Step 1 - Clean Skims

This script is used to read data from source csv files representing OD skims in long form. The skims are filtered and columns renamed on the fly to prepare the tables to be imported in the emma Skim object.

Workflow:

  • Specify the network configuration

  • Specify input/output files for each travel mode

  • Specify column renaming specifications, as needed

  • Specify criteria for row exclusions, as needed

  • Clean skims

Functions

The following functions are referenced in this script, from the wsa.clean_skims (or cs) submodule:

wsa.cs.previewSkim(in_file, nrows=5, logger=None, **kwargs)

Return the top rows of a csv file to preview its contents.

Parameters
  • in_file (String) – Path to csv file

  • nrows (Integer) – The number of rows at the top of the table to load in the preview.

  • logger (Logger) – If desired, pass a logger object to record the skim preview. All logging is done at the INFO level.

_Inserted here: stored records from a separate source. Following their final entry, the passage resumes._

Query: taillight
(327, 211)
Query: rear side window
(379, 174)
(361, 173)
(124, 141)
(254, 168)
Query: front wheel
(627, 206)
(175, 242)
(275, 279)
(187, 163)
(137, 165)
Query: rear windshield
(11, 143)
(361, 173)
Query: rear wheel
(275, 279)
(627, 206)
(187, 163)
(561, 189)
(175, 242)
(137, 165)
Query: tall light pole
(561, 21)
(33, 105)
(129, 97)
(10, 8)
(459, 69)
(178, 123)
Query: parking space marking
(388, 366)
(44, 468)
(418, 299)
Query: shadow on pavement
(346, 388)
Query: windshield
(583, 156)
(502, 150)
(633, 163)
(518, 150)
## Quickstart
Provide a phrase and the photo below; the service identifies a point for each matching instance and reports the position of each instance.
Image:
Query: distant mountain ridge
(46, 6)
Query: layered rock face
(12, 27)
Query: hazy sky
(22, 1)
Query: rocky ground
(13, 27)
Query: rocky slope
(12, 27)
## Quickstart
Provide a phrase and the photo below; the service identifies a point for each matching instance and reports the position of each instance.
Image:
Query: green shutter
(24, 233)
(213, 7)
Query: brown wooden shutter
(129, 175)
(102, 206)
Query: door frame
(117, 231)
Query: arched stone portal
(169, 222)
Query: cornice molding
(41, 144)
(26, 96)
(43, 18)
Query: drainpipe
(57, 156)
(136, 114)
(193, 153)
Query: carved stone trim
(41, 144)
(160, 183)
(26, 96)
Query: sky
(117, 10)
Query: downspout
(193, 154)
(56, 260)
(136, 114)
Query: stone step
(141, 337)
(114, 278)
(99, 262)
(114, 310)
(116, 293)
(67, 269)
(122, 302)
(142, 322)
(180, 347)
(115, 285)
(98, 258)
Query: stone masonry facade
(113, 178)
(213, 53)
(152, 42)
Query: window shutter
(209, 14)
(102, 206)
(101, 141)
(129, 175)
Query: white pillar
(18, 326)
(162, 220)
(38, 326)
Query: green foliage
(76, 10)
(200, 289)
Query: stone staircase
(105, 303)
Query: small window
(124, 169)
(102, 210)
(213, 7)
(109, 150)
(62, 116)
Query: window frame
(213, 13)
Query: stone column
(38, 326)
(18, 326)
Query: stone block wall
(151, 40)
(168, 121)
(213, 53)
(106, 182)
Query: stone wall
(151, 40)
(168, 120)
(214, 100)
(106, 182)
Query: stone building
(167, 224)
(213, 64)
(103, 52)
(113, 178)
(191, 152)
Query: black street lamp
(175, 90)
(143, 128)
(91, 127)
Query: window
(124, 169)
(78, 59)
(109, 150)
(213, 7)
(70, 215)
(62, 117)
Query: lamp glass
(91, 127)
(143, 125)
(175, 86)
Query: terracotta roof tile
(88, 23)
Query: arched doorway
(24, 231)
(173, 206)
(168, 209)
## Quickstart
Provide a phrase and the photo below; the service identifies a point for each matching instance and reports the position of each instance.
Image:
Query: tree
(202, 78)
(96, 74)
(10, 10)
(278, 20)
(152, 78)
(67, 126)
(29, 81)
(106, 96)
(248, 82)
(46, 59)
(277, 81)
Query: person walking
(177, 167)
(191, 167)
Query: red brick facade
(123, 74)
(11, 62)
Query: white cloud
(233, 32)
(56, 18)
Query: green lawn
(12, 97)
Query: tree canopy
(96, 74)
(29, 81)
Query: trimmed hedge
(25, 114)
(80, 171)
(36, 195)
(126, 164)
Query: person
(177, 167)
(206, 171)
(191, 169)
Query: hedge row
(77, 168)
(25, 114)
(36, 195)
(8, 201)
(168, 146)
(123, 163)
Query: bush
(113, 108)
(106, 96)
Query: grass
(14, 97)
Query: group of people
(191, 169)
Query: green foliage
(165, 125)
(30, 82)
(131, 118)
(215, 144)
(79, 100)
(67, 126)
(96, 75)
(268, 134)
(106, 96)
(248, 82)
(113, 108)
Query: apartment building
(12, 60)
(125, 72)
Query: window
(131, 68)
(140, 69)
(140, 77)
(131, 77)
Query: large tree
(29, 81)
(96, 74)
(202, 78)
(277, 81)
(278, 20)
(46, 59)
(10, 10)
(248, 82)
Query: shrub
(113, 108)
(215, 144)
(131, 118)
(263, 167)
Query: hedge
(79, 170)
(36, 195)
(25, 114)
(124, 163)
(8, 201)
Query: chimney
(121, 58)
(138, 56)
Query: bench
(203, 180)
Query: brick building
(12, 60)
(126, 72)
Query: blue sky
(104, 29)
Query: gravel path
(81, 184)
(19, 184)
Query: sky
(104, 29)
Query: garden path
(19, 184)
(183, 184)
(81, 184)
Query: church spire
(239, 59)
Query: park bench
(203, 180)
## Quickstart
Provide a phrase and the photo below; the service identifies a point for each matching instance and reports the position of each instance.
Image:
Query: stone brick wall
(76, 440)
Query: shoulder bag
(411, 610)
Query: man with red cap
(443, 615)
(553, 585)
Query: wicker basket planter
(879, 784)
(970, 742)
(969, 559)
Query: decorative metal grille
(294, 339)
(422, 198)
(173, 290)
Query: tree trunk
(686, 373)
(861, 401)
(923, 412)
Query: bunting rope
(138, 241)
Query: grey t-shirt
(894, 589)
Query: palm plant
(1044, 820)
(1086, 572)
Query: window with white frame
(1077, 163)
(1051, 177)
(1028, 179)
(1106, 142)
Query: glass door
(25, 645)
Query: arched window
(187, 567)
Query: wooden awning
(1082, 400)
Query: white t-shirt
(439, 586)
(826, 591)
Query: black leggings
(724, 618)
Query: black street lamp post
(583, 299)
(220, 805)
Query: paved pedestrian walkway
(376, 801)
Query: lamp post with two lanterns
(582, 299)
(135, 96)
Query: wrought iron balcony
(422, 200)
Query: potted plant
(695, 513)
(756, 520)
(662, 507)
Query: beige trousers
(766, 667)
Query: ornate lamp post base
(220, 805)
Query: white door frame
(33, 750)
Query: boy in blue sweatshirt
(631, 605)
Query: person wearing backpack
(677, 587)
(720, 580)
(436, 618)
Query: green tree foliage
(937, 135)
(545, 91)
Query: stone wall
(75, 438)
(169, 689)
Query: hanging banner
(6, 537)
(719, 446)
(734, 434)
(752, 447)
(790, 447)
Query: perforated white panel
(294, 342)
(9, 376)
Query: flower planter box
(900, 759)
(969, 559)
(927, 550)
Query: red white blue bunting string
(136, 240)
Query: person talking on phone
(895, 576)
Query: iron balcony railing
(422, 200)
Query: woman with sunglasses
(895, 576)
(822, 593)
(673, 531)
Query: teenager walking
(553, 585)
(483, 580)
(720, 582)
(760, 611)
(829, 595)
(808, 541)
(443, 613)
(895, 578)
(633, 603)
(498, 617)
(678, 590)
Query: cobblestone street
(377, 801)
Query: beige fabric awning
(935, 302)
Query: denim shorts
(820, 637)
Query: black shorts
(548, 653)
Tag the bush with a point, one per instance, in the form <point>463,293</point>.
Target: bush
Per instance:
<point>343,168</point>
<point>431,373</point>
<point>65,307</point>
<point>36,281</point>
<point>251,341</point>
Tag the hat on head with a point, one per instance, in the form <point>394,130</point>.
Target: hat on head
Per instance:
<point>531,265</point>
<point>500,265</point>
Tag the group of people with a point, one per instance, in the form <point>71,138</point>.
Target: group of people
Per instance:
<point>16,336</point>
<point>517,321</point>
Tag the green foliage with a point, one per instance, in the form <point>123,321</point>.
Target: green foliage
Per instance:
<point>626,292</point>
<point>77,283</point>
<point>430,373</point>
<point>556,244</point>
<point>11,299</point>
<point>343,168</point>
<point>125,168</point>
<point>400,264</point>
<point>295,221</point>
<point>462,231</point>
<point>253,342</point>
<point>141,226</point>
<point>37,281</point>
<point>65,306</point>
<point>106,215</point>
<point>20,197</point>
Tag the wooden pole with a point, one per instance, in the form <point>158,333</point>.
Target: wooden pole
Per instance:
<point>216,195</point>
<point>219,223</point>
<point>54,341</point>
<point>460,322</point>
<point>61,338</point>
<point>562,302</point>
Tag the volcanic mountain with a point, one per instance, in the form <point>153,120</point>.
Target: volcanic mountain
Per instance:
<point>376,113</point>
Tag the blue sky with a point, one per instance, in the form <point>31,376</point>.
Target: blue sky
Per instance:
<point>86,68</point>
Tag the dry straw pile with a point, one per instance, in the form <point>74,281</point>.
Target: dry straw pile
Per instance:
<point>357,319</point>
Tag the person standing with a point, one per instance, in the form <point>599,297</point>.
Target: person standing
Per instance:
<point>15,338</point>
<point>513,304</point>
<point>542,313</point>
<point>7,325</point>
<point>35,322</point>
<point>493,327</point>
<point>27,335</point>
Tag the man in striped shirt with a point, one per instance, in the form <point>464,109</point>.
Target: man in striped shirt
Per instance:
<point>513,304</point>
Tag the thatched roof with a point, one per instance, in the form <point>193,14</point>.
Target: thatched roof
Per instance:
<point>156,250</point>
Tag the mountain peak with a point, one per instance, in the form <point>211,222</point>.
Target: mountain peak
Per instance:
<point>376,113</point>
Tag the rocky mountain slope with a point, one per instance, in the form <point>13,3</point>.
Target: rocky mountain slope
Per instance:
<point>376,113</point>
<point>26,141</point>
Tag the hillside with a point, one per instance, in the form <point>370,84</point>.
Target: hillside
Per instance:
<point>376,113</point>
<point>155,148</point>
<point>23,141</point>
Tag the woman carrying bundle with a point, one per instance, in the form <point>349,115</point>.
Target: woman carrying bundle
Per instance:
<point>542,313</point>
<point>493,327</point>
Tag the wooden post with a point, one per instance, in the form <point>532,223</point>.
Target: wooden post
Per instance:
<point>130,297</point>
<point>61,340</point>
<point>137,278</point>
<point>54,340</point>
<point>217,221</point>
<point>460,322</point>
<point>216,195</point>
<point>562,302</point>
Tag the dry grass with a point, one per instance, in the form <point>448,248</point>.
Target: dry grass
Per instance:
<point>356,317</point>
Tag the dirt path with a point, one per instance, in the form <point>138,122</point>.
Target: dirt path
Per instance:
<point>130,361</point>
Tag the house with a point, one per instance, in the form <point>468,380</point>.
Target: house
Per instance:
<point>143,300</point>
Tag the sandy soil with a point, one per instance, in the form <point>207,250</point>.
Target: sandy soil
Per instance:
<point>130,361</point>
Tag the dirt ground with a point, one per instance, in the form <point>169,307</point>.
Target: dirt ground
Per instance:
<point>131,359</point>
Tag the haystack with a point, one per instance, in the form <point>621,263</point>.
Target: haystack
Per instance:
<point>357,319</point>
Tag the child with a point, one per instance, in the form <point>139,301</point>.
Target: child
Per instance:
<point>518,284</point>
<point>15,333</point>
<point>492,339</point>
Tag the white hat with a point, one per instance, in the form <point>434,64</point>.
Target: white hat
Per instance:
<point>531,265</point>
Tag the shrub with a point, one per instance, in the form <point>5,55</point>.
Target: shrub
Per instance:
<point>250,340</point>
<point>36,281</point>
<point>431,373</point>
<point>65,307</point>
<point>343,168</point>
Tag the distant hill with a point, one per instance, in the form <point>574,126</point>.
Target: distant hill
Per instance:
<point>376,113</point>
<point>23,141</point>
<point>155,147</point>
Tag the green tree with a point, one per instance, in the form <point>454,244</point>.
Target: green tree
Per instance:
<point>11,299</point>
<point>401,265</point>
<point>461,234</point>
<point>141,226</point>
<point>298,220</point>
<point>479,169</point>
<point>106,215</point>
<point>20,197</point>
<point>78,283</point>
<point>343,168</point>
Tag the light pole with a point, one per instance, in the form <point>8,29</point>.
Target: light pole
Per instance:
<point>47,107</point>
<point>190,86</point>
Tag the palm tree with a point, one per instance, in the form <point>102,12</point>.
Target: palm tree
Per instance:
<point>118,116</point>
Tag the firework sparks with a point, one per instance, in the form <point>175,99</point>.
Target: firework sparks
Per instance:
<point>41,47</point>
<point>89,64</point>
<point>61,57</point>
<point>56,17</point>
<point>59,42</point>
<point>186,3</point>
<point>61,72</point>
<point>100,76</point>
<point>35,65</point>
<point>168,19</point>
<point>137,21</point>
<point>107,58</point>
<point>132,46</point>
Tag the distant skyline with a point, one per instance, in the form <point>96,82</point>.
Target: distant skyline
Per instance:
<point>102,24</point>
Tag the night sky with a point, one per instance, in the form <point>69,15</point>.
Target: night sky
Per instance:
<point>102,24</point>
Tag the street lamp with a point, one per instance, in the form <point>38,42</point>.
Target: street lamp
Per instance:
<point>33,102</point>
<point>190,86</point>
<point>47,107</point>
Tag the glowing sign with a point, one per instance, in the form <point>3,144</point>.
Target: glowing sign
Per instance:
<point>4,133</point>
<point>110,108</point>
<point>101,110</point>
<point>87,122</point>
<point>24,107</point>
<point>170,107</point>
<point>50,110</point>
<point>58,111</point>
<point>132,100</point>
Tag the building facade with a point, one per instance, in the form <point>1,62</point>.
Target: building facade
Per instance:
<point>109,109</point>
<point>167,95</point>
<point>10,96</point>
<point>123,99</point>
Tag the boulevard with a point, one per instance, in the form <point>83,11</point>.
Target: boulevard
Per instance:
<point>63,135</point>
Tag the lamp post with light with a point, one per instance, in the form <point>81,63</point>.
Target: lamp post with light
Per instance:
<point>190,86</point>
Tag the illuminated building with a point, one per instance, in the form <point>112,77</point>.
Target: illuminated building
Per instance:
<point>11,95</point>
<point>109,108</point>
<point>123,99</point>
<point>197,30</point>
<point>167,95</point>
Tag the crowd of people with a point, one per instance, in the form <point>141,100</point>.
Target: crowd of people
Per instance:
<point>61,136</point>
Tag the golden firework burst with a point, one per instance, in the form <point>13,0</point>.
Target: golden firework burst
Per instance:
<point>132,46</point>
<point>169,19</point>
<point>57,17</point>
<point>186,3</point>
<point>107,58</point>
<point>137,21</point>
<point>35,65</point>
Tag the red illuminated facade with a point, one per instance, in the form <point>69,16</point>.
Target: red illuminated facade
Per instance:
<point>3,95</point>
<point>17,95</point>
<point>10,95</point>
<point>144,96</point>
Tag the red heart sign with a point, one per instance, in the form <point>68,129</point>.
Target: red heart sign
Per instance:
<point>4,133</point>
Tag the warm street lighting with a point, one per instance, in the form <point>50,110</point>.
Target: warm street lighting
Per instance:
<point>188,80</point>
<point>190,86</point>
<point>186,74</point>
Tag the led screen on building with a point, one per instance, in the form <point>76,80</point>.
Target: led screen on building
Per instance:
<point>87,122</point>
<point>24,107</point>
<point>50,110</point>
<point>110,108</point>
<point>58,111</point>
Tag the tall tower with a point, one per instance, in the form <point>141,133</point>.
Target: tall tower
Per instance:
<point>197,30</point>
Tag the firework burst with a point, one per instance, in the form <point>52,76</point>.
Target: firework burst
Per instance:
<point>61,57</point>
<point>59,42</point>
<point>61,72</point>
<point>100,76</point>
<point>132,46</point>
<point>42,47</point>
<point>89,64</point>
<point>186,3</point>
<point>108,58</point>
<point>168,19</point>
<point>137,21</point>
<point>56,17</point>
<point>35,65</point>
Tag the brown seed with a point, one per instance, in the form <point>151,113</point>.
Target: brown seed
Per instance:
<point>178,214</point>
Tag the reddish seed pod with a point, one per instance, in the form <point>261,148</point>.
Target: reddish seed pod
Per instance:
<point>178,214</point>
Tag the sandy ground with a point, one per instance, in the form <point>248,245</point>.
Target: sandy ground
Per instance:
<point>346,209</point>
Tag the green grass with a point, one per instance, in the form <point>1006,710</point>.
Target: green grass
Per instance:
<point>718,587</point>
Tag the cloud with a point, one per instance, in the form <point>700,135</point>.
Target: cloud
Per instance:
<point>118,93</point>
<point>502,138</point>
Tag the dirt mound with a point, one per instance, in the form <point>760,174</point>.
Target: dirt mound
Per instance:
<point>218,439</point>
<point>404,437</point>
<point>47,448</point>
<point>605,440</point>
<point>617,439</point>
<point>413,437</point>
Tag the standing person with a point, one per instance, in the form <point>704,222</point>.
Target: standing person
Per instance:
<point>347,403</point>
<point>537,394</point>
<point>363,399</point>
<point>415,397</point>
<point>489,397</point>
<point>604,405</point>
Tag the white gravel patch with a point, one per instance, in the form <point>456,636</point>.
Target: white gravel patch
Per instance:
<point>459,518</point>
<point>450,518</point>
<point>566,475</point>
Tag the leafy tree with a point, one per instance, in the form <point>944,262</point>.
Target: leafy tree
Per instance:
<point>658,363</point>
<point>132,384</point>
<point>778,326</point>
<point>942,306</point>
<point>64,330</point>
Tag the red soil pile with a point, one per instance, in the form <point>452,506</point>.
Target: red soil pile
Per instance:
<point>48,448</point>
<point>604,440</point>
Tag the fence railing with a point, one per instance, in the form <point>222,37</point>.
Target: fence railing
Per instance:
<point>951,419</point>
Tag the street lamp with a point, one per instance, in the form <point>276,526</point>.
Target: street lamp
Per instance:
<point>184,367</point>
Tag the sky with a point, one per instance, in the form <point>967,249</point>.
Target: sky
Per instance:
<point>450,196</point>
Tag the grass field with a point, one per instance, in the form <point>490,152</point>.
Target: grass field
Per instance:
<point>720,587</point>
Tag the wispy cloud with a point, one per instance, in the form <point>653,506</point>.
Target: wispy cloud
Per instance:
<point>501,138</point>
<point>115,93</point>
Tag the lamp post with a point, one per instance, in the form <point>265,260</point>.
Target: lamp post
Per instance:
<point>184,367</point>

  • kwargs – Keyword arguments that can be passed to pandas.read_csv

Returns

preview

Return type

pd.DataFrame

wsa.cs.cleanSkims(in_file, out_file, criteria, rename={}, chunksize=50000, logger=None, **kwargs)

Ingest a raw skim and retain only those rows that meet the provided criteria (all criteria must be true).

Parameters
  • in_file (String) – Path to the raw csv data

  • out_file (String) – Path to the new csv output

  • criteria ([(String, String, Var),..]) –

    A list of tuples. Each tuple contains specifications for filtering the raw csv data by a particular criterion. The tuple consists of three parts: (reference column, comparator, value). Use column names expected after renaming, if rename if provided. Comparators may by provided as strings corresponding to built-in class comparison methods:

    • __eq__() = equals [==]

    • __ne__() = not equal to [!=]

    • __lt__() = less than [<]

    • __le__() = less than or equal to [<=]

    • __gt__() = greater than [>]

    • __ge__() = greater than or equal to [>=]

  • rename ({String: String,..}, default={}) – Optionally rename columns in the raw data based on key: value pairs in a dictionary. The key is the existing column name, and the value is the new name for that column. Only columns for which renaming is desired need to be included in the dictionary.

  • chunksize (Int) – The number of rows to read in from in_file at one time. All rows are evaluated in chunks to manage memory consumption.

  • logger (Logger) – If desired, pass a logger object to record information about the skim cleaning process. All logging is done at the INFO level.

  • kwargs – Any keyword arguments passed to pandas.read_csv for loading in_file.

Returns

Return type

None - outfile is written during this process.